Do not let the work pile up. At the end of each peri­od, go on to the next activity. If possible, collect any work, both complete and incomplete, and go on. Work-inhibited students easily feel overwhelmed and are unlikely to tackle a tableful of incomplete assignments. They do need to learn to tackle longer and longer assign­ments, but it is foolish to encourage work-inhibited stu­dents to climb a mountain when they are still unable to scale a hill.

Working incrementally means always taking it one day at a time. It means the teacher is pleased to see a work-inhibited student increase effort 100 percent when going from two minutes to four minutes, while most of the other students are able to work independently for half an hour. Bit by bit, focusing on successes, breaking assignments into smaller units, giving assignments that may be completed—this is the direction in which suc­cess lies. Offer Helping Hands

Through positive regard and problem-solving confer­ences, a work-inhibited student's readiness for accepting help may improve. But a teacher with twenty-five stu­dents in a classroom can spend only a fraction of the day being next to and assisting any one individual. Therefore, it may be useful to recruit helpers to assist work-inhibit­ed students. The classmates of work-inhibited students may be a rich resource. Pair classmates and encourage them to assist each other.
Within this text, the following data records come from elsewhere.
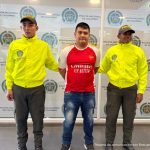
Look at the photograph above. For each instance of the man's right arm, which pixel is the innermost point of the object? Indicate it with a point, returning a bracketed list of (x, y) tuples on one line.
[(8, 75), (62, 72)]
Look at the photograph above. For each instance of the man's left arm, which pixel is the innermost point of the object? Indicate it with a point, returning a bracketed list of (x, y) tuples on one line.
[(142, 70), (97, 51), (50, 61)]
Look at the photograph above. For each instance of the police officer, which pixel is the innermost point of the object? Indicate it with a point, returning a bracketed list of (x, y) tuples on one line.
[(25, 72), (125, 65)]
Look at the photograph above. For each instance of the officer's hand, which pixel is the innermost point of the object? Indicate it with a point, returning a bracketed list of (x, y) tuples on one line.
[(9, 95), (139, 98)]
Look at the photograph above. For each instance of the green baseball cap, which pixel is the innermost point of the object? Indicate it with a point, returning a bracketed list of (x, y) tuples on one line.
[(125, 28), (29, 18)]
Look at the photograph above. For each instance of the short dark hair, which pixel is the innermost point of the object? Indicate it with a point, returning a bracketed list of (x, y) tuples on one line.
[(82, 25)]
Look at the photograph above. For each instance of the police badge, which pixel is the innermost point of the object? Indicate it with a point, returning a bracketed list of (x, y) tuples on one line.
[(69, 15), (115, 18)]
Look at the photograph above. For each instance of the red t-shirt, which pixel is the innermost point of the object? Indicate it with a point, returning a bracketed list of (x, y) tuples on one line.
[(80, 66)]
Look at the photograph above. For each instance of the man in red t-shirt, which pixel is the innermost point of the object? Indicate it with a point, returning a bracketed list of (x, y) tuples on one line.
[(77, 65)]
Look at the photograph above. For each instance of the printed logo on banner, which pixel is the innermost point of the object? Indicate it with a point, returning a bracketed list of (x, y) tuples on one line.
[(50, 38), (148, 20), (136, 0), (4, 86), (19, 53), (93, 39), (145, 109), (7, 37), (69, 15), (27, 11), (148, 61), (50, 86), (115, 18), (136, 41)]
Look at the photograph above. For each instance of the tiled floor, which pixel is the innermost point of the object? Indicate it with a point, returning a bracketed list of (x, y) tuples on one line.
[(52, 138)]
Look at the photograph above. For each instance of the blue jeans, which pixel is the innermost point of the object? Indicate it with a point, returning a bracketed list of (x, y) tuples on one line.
[(72, 102)]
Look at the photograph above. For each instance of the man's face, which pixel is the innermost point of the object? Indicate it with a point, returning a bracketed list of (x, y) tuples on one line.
[(29, 29), (82, 36), (125, 37)]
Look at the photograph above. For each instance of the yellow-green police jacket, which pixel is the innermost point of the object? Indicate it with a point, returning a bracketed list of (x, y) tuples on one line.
[(125, 65), (26, 62)]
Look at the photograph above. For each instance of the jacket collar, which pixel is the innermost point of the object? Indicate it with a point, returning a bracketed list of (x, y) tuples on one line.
[(29, 39)]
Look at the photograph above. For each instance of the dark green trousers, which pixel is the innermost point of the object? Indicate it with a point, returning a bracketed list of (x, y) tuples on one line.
[(29, 100), (126, 98)]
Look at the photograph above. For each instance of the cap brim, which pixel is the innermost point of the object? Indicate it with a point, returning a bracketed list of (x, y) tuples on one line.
[(28, 19), (132, 31)]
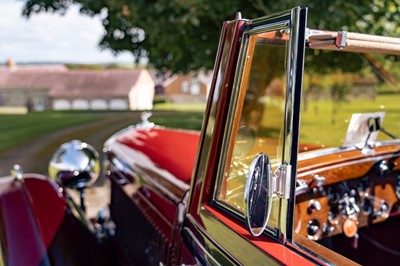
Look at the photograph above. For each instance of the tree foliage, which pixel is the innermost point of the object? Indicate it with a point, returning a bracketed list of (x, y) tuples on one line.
[(182, 35)]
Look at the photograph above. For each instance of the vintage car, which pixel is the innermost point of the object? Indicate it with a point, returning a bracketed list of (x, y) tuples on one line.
[(297, 163)]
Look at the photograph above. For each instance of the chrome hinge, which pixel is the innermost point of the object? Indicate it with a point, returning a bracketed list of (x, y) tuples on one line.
[(282, 181)]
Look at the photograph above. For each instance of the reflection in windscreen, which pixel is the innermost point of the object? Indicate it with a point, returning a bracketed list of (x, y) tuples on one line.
[(337, 85), (260, 121)]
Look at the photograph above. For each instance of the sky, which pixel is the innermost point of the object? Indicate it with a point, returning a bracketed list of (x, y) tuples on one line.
[(52, 38)]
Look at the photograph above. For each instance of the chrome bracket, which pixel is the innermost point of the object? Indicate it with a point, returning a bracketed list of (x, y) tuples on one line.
[(281, 185), (341, 39)]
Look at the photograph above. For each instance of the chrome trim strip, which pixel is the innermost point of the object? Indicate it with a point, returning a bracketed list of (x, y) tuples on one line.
[(329, 151), (206, 257)]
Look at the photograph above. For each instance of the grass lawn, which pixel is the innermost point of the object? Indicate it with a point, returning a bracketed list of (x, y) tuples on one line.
[(317, 126), (16, 129), (316, 122)]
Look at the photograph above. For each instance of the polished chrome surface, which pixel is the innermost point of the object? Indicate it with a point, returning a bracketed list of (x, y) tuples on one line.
[(257, 194), (17, 172), (75, 165)]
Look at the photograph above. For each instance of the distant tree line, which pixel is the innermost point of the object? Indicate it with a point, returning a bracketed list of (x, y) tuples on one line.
[(182, 35)]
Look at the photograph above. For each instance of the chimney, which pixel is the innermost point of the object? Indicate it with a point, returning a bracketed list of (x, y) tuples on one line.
[(10, 64)]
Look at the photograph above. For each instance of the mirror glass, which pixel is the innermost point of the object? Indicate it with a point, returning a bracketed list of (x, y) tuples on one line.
[(257, 194)]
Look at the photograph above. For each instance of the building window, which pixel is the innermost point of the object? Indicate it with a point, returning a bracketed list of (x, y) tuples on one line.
[(185, 86), (195, 87)]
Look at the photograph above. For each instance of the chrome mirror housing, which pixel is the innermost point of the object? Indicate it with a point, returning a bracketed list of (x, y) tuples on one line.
[(75, 165), (257, 194)]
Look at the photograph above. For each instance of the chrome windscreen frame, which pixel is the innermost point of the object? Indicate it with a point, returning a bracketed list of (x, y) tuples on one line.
[(286, 20)]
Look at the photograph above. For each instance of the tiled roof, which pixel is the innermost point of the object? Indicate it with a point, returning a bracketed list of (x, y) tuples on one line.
[(77, 82)]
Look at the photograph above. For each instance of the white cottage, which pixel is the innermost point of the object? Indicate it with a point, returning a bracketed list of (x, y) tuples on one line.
[(79, 89)]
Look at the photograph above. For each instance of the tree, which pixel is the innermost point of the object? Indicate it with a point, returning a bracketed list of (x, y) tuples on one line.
[(182, 35)]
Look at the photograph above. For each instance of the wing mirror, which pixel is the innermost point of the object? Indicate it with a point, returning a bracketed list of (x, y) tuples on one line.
[(75, 165), (257, 194)]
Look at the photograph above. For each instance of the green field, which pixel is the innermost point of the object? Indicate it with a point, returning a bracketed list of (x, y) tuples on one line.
[(16, 129), (318, 127)]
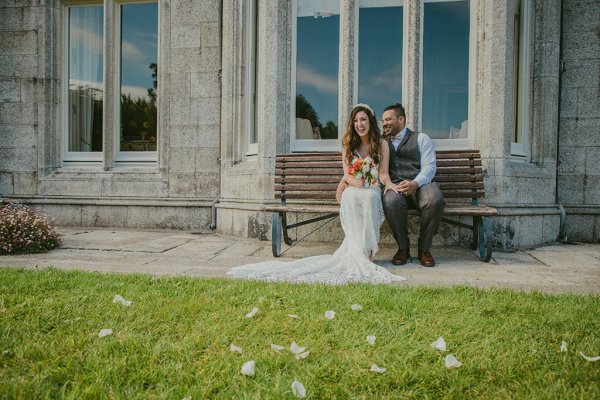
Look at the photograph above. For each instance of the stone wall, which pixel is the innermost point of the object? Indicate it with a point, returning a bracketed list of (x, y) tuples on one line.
[(579, 136)]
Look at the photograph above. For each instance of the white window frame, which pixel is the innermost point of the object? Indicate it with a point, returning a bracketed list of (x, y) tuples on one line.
[(96, 159), (521, 150), (251, 87), (79, 158)]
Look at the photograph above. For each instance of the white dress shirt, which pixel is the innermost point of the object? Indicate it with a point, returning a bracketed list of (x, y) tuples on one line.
[(427, 152)]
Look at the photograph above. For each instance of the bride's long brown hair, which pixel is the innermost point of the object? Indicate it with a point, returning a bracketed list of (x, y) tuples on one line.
[(351, 140)]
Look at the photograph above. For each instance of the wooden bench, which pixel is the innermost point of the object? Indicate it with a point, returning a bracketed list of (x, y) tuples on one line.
[(307, 182)]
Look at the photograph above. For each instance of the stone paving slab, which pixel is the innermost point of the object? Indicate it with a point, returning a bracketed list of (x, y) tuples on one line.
[(559, 268)]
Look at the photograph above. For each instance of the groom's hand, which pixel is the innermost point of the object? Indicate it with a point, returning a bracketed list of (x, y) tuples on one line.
[(408, 188)]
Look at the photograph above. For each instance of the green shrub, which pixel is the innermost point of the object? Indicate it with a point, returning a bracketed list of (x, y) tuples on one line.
[(23, 230)]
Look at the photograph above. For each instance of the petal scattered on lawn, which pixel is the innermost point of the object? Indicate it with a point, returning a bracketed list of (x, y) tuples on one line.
[(120, 299), (105, 332), (296, 349), (563, 346), (277, 347), (302, 355), (590, 359), (298, 390), (248, 368), (252, 313), (452, 362), (439, 344), (377, 369)]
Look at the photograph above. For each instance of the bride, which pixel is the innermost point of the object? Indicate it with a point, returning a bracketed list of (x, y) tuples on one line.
[(361, 215)]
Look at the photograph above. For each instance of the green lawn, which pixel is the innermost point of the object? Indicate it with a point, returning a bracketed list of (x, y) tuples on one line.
[(173, 341)]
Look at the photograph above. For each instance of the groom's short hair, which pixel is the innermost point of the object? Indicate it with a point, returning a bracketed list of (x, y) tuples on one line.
[(398, 109)]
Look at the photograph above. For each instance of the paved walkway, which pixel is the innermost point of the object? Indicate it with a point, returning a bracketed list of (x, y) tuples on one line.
[(554, 269)]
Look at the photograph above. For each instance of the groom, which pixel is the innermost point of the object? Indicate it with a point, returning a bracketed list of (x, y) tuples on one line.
[(408, 185)]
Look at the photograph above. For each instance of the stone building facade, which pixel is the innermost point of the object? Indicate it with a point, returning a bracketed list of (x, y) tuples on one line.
[(228, 76)]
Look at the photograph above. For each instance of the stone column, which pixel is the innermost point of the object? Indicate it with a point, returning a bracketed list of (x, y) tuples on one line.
[(413, 37), (348, 62)]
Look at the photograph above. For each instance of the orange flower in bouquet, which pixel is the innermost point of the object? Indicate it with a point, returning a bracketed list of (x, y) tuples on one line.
[(364, 168)]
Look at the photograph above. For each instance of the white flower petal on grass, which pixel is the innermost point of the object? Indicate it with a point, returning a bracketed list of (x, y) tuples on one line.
[(294, 348), (252, 313), (277, 347), (439, 344), (120, 299), (105, 332), (248, 368), (298, 390), (590, 359), (451, 361), (302, 355), (377, 369), (235, 349), (563, 346)]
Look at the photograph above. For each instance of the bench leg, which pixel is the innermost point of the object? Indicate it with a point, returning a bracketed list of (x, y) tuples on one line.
[(485, 236), (276, 234), (286, 238), (476, 227)]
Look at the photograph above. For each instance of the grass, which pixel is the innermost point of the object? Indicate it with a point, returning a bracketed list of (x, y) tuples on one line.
[(173, 341)]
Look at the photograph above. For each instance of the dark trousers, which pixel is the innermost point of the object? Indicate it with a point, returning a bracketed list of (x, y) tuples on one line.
[(429, 200)]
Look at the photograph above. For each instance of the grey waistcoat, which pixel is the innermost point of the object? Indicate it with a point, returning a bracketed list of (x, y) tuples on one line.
[(405, 162)]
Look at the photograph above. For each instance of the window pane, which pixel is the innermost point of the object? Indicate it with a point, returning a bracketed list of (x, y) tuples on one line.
[(86, 95), (445, 69), (317, 60), (139, 38), (380, 53)]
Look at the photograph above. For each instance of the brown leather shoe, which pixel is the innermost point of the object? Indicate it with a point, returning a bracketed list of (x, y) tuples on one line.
[(426, 259), (401, 257)]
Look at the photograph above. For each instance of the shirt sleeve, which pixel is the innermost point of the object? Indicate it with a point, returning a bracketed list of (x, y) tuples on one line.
[(428, 166)]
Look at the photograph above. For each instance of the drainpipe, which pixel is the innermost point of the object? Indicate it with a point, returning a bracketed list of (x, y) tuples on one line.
[(213, 204), (562, 235)]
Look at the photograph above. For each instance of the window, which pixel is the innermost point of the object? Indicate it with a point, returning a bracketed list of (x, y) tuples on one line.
[(376, 38), (445, 69), (316, 73), (521, 77), (380, 39), (132, 72)]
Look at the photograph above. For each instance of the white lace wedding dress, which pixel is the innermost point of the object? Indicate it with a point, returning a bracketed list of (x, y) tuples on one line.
[(361, 215)]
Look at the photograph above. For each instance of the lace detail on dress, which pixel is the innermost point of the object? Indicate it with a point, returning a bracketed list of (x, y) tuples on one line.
[(361, 215)]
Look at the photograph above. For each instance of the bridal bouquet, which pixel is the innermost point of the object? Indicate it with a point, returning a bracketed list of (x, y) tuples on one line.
[(364, 168)]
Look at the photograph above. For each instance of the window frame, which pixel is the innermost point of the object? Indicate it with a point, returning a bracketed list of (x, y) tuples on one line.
[(111, 156), (251, 71), (522, 69)]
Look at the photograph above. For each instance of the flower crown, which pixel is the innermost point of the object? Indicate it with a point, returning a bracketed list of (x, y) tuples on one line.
[(368, 107)]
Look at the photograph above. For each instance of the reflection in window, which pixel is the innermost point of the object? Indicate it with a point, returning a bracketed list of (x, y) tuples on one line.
[(445, 69), (139, 38), (85, 36), (380, 53), (317, 60)]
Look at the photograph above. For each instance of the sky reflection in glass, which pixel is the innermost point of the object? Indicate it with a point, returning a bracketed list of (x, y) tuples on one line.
[(445, 69), (317, 62), (380, 55)]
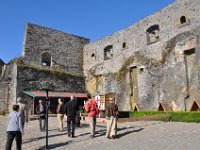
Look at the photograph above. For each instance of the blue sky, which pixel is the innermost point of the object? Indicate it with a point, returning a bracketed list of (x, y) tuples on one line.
[(92, 19)]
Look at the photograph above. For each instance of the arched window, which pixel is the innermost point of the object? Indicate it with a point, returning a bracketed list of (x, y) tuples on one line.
[(182, 20), (152, 34), (46, 59), (108, 52)]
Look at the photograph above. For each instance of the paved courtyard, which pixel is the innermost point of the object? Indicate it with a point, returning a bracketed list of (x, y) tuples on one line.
[(135, 135)]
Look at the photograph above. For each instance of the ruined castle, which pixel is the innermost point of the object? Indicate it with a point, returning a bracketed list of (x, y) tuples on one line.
[(152, 62)]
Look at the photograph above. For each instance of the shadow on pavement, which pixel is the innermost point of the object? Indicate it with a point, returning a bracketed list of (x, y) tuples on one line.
[(53, 146), (128, 132), (42, 137)]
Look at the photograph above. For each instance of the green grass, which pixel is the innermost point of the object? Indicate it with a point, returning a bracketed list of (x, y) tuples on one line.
[(176, 116)]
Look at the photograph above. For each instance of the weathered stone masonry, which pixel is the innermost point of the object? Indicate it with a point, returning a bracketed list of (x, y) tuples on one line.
[(153, 60), (48, 56)]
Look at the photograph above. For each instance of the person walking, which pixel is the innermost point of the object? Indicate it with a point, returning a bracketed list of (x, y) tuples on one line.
[(41, 111), (60, 114), (112, 116), (14, 129), (70, 111), (22, 111), (92, 109)]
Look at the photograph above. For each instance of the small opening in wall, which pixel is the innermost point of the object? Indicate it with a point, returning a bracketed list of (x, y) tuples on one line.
[(183, 19), (93, 55), (108, 52), (124, 45)]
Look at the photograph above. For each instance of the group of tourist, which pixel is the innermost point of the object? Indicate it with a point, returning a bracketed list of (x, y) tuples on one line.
[(16, 121)]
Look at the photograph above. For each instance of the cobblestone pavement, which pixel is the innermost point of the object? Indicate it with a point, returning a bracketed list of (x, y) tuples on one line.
[(135, 135)]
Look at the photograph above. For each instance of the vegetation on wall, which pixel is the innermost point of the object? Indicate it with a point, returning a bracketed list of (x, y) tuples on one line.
[(175, 116)]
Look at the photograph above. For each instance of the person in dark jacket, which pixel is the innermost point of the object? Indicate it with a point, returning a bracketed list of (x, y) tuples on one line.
[(14, 129), (60, 114), (112, 116), (41, 111), (70, 111)]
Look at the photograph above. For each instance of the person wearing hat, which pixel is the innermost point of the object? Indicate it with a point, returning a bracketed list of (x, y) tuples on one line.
[(112, 116), (22, 111), (41, 111), (92, 109)]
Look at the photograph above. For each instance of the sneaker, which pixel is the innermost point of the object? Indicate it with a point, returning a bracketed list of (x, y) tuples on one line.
[(73, 136)]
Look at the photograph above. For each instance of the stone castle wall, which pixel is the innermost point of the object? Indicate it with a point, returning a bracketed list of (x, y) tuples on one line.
[(64, 49), (152, 48)]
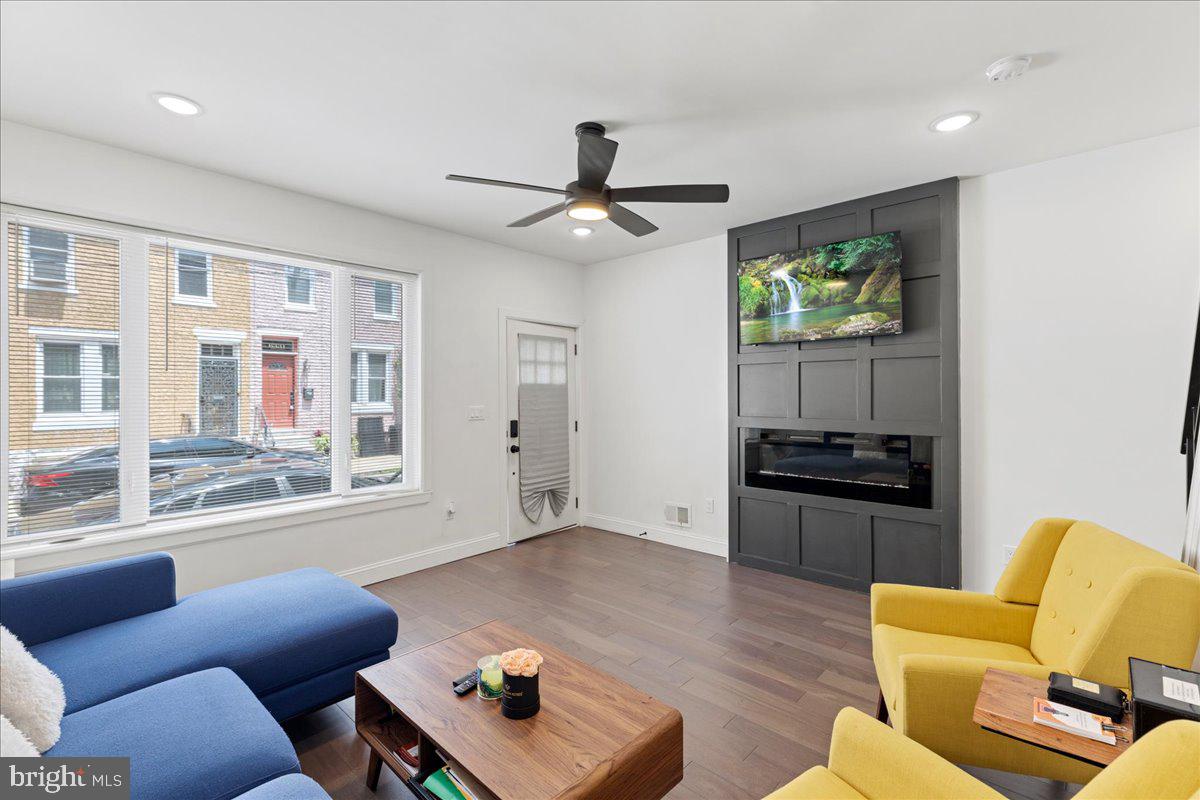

Older work-inhibited students often welcome the opportunity to tutor younger chil­dren with similar weaknesses. It not only adds variety to their day but tutoring also helps them feel important. In high school, members of the National Honor Society, Key Club, or other service organizations may be ready and willing to give tutorial assistance. Each school is filled with helping hands.

Providing positive, effective feedback to students is a powerful tool but not necessarily easy to use. For praise to be effective, certain rules should be remembered.

Reward the action or product, not the person, with pos­itive attention. Comment specifically about what it is the student has accomplished. Comments should not be exaggerated or insincere, but rather true and to the point. "Nineteen out of twenty correct! You really understand!" "Your use of shading in this painting gives the scene per­spective and a sense of distance." "Your paragraph includ­ed three funny examples of what can happen on the first day of school." "Joe, your speech kept everyone's atten­tion."

Sometimes positive reinforcement does not require words. Just a smile or a pat on the back may keep a stu­dent working. What is important is to notice what the student is doing or has accomplished.

Teachers are not the only ones who may give positive reinforcement. Everyone in the class might do it! Encour­age classmates to support each other by modeling posi­tive communication. The goal is to create a climate of encouragement.